-
Notifications
You must be signed in to change notification settings - Fork 271
Description
Describe the bug
Seems related to #2592
JobRun objects are kept on the cluster indefinitely, although there's a ttl set to delete them 24h after completion. Removing the finalizer finalizers.emrcontainers.services.k8s.aws/JobRun by patching the object seems to resolve it.
Steps to reproduce
I have an Argo CronWorkflow that runs every 20 minutes. It creates 6 emr job runs sequentially. They are not deleted automatically and accumulate over time. After reaching a few thousand of those objects, the controller tries to cancel them (even those that are in a non-cancellable/completed state) and gets stuck in a reconciliation error loop.
Example for an error:
{"level":"error","ts":"2025-07-16T08:05:05.079Z","msg":"Reconciler error","controller":"jobrun","controllerGroup":"emrcontainers.services.k8s.aws","controllerKind":"JobRun","JobRun":{"name":"redacted","namespace":"[[redacted]]"},"namespace":"redacted","name":"redacted","reconcileID":"e1e8eef7-e5b2-4d6b-941f-b6fe13d2de47","error":"operation error EMR containers: CancelJobRun, failed to get rate limit token, retry quota exceeded, 1 available, 5 requested","stacktrace":"sigs.k8s.io/controller-runtime/pkg/internal/controller.(*Controller[...]).reconcileHandler\n\t/go/pkg/mod/sigs.k8s.io/[email protected]/pkg/internal/controller/controller.go:347\nsigs.k8s.io/controller-runtime/pkg/internal/controller.(*Controller[...]).processNextWorkItem\n\t/go/pkg/mod/sigs.k8s.io/[email protected]/pkg/internal/controller/controller.go:294\nsigs.k8s.io/controller-runtime/pkg/internal/controller.(*Controller[...]).Start.func2.2\n\t/go/pkg/mod/sigs.k8s.io/[email protected]/pkg/internal/controller/controller.go:255"}
Example of a completed job run:
Name: [[redacted]]
Namespace: [[redacted]]
Labels: <none>
Annotations: <none>
API Version: emrcontainers.services.k8s.aws/v1alpha1
Kind: JobRun
Metadata:
Creation Timestamp: 2025-08-04T15:41:22Z
Deletion Grace Period Seconds: 0
Deletion Timestamp: 2025-08-04T16:47:36Z
Finalizers:
finalizers.emrcontainers.services.k8s.aws/JobRun
Generation: 2
Owner References:
API Version: argoproj.io/v1alpha1
Block Owner Deletion: true
Controller: true
Kind: Workflow
Name: [[redacted]]
UID: 0ab79df5-f92d-4c7c-89b0-646369c0237b
Resource Version: 95869895
UID: 3b2fd48a-48e7-4e63-b703-4ef75459bf99
Spec:
Configuration Overrides: ApplicationConfiguration:
- classification: spark-defaults
properties:
spark.kubernetes.container.image: [[redacted]]

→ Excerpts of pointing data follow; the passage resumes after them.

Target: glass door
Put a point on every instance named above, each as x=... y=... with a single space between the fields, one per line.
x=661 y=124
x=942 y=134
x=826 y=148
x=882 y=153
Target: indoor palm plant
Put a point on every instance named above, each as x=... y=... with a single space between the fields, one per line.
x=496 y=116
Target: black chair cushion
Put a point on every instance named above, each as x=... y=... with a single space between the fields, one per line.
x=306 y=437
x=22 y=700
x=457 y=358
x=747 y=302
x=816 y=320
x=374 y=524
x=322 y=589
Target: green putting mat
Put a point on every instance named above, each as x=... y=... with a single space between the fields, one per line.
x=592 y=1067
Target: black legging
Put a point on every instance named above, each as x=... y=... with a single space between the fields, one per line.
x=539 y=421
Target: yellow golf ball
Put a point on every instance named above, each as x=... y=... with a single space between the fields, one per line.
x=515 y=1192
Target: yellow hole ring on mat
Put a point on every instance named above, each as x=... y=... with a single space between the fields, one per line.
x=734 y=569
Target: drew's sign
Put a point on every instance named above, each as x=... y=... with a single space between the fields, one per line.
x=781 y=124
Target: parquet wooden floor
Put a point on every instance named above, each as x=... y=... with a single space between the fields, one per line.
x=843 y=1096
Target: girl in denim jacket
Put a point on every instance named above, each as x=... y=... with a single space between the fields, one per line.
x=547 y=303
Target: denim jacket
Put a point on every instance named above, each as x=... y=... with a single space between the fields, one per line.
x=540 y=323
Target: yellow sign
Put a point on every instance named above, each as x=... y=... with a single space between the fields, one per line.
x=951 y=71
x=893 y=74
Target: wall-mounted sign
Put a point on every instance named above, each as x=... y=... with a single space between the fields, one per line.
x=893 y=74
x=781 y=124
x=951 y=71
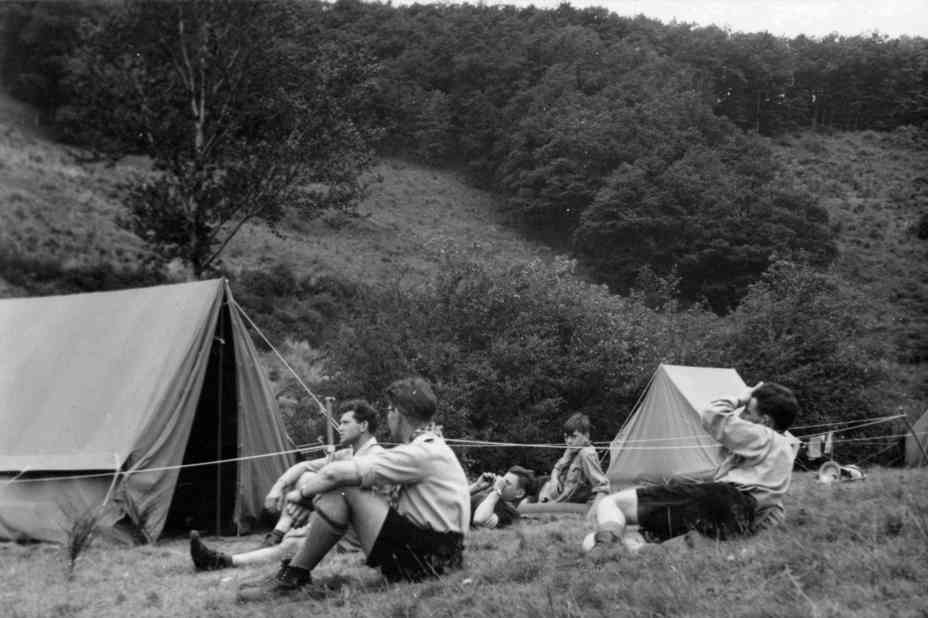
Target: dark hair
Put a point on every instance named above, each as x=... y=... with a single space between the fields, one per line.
x=526 y=479
x=777 y=402
x=362 y=412
x=578 y=422
x=413 y=397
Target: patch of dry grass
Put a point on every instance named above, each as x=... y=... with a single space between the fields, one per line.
x=851 y=549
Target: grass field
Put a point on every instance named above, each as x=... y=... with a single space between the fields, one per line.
x=848 y=549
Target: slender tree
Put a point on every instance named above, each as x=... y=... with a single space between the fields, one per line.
x=240 y=121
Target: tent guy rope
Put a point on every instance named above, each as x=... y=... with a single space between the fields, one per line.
x=322 y=408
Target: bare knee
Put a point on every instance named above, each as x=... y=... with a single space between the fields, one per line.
x=332 y=506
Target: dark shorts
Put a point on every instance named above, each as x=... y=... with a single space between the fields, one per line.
x=717 y=510
x=404 y=551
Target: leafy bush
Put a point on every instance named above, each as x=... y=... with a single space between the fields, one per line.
x=799 y=327
x=512 y=356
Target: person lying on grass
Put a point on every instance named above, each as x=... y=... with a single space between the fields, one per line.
x=746 y=495
x=422 y=536
x=357 y=424
x=577 y=476
x=494 y=499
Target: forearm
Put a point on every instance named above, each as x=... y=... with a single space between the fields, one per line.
x=734 y=433
x=291 y=476
x=331 y=476
x=486 y=510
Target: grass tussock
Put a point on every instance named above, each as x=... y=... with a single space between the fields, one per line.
x=851 y=549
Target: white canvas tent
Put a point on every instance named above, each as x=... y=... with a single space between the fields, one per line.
x=916 y=443
x=663 y=438
x=135 y=382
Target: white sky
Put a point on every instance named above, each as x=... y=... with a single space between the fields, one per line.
x=779 y=17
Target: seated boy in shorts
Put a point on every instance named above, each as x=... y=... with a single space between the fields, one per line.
x=746 y=495
x=577 y=476
x=356 y=427
x=421 y=536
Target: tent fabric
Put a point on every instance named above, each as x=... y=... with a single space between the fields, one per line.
x=914 y=455
x=111 y=381
x=663 y=438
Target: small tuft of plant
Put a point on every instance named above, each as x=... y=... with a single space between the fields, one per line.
x=79 y=536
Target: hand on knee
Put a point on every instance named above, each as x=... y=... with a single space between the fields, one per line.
x=332 y=508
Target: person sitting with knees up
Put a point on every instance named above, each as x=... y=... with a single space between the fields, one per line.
x=746 y=495
x=421 y=536
x=577 y=476
x=494 y=500
x=357 y=424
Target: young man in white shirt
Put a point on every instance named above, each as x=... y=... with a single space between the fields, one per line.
x=494 y=500
x=746 y=494
x=421 y=536
x=356 y=427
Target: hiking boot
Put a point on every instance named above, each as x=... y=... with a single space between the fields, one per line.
x=206 y=559
x=265 y=580
x=606 y=546
x=272 y=538
x=289 y=582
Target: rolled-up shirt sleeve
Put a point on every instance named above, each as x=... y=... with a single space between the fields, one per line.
x=739 y=436
x=599 y=483
x=400 y=465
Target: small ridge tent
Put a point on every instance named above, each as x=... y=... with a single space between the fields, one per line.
x=916 y=443
x=663 y=439
x=104 y=396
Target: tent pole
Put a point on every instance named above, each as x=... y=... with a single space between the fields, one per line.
x=921 y=446
x=329 y=430
x=222 y=342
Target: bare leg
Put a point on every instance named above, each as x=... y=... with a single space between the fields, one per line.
x=287 y=548
x=613 y=515
x=334 y=512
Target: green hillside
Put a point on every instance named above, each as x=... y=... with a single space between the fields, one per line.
x=59 y=213
x=59 y=210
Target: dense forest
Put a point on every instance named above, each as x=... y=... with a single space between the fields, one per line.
x=640 y=148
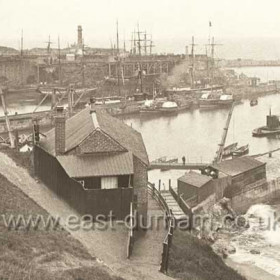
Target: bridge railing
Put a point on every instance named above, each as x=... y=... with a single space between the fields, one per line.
x=167 y=243
x=182 y=204
x=130 y=240
x=155 y=193
x=170 y=221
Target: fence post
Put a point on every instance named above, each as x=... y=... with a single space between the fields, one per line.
x=164 y=258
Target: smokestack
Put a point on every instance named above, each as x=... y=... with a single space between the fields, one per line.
x=80 y=37
x=60 y=135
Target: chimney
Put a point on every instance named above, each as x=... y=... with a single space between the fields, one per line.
x=92 y=104
x=80 y=37
x=60 y=137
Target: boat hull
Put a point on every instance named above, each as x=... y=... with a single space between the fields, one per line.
x=264 y=132
x=214 y=103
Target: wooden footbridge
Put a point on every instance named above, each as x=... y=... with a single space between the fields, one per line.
x=177 y=165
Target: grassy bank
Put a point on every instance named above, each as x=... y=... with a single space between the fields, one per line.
x=40 y=253
x=194 y=259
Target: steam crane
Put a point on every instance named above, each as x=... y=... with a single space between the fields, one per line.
x=220 y=151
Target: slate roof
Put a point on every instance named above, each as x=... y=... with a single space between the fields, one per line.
x=81 y=125
x=237 y=166
x=78 y=166
x=195 y=179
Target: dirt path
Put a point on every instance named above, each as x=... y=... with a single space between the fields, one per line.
x=109 y=246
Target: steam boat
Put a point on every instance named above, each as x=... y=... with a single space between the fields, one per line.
x=215 y=100
x=272 y=127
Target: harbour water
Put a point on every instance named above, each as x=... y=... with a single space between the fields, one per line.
x=196 y=134
x=264 y=73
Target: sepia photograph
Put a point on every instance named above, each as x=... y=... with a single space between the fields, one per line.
x=139 y=140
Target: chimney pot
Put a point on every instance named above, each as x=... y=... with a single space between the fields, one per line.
x=60 y=134
x=59 y=109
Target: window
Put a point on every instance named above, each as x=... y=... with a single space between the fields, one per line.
x=82 y=182
x=109 y=182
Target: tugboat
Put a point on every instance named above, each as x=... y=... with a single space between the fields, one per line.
x=272 y=127
x=151 y=107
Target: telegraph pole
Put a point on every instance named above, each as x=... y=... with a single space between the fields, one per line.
x=7 y=119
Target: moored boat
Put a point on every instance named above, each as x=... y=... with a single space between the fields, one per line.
x=228 y=150
x=169 y=107
x=241 y=151
x=272 y=127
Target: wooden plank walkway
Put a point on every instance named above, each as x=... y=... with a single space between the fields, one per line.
x=176 y=165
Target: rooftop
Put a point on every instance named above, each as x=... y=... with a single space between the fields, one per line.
x=236 y=166
x=195 y=179
x=85 y=123
x=100 y=165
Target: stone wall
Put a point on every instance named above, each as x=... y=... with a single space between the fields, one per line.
x=17 y=71
x=259 y=192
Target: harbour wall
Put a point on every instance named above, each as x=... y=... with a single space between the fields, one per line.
x=259 y=192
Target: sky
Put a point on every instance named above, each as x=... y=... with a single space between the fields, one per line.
x=246 y=28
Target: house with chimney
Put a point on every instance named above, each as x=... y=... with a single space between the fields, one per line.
x=94 y=162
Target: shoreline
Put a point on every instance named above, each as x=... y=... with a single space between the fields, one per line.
x=249 y=271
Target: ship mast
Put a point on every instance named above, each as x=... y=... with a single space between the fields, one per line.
x=192 y=68
x=118 y=59
x=140 y=64
x=59 y=60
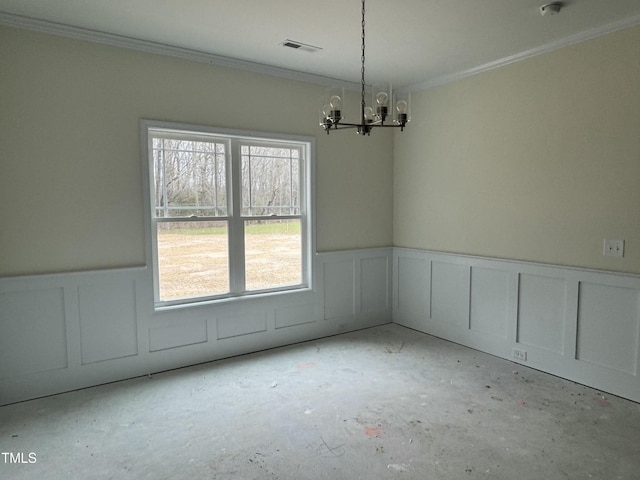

spark.kubernetes.driver.podTemplateFile: [[redacted]]
spark.kubernetes.executor.podTemplateFile: [[redacted]]
spark.kubernetes.executor.volumes.emptyDir.spark-local-dir-sparkspill.mount.path: /var/spark/spill
spark.kubernetes.executor.volumes.emptyDir.spark-local-dir-sparkspill.mount.readOnly: "false"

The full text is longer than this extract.